Leadership skills can be developed and honed through training programmes such as ILM – a series of qualifications that many public sector organisations ask their managers to undertake.

Whereas meeting the challenges of streamlining processes, minimising environmental impact and becoming sustainable can be achieved through internationally recognised management standards such as ISO 9001.

ISO 9001 is the most popular of the ISO standards. By becoming ISO 9001 certified and implementing a new quality management system organisations are able to streamline their processes, increasing staff awareness of quality matters and reducing product defects. This not only helps organisations to make savings but it improves customer satisfaction levels and sustainability.

ISO 14001 is the second most popular standard in the world today; it provides organisations with an effective environmental management system. In addition to managing and reducing an organisations impact on the environment, the standard helps to mitigate environmental risks and comes with the added benefits of cost savings and reduced insurance premiums.

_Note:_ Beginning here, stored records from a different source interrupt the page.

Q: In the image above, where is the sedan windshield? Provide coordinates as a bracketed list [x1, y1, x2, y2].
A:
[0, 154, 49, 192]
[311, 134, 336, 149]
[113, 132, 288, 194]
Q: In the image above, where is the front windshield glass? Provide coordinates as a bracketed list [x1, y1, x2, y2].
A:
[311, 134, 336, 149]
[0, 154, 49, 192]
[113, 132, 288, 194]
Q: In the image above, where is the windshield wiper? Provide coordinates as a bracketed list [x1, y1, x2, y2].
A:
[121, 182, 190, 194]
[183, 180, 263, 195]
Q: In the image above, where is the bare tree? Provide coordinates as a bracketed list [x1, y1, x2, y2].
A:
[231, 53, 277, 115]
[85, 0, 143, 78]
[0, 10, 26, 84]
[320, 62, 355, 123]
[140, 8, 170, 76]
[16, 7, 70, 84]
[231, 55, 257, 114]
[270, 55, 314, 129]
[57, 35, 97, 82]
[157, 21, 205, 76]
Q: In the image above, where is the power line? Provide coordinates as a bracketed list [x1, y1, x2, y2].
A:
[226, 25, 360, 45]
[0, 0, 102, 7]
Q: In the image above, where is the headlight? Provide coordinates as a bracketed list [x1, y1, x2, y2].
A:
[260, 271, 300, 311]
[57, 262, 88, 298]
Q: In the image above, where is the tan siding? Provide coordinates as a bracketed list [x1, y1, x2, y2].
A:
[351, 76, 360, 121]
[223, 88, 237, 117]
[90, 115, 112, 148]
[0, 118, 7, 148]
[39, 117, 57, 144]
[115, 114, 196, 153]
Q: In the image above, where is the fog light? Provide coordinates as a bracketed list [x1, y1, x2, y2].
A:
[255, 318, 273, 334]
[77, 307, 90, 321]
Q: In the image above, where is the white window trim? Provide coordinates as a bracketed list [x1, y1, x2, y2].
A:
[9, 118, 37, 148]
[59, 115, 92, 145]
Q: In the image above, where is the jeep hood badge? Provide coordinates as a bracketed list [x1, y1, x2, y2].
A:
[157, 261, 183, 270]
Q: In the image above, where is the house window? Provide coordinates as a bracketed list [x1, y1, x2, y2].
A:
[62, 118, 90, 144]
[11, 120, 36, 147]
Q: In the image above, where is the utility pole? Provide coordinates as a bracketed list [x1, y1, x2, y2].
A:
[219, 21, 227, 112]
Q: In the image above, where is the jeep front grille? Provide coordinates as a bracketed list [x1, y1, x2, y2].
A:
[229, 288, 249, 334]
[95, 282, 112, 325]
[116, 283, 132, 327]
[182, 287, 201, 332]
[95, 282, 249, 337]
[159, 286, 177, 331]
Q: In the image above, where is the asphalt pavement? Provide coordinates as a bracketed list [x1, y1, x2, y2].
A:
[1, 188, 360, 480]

While the drive to become more sustainable is based on the need to avoid dangerous climate change, there is still the need to mitigate the existing and likely impacts of global warming. This is where one of the newest standards, ISO 50001, can help. ISO 50001 provides organisations with an effective energy management system that can dramatically reduce carbon emissions and costs while creating transparency and improving operational efficiency. This helps to increase energy security and enables compliance with future legislation.

As global warming and carbon emissions continue to headline the news, the UK civil contingency act 2004 is putting legal obligation upon emergency services and local authorities to assess the risk of, plan, and exercise for emergencies, by undertaking business continuity management.  ISO 22301 is the international standard for business continuity management, helping organisations to prepare for, identify and overcome any crisis. By having an effective business continuity management system (BCMS) an organisation can reduce downtime, ensure vital records are maintained and protected, in addition to avoiding potential liability during a crisis.

While it might appear to be a lot for an organisation to invest in all four at once, each standard can play an important role in creating an effective and sustainable public sector for the 21st century.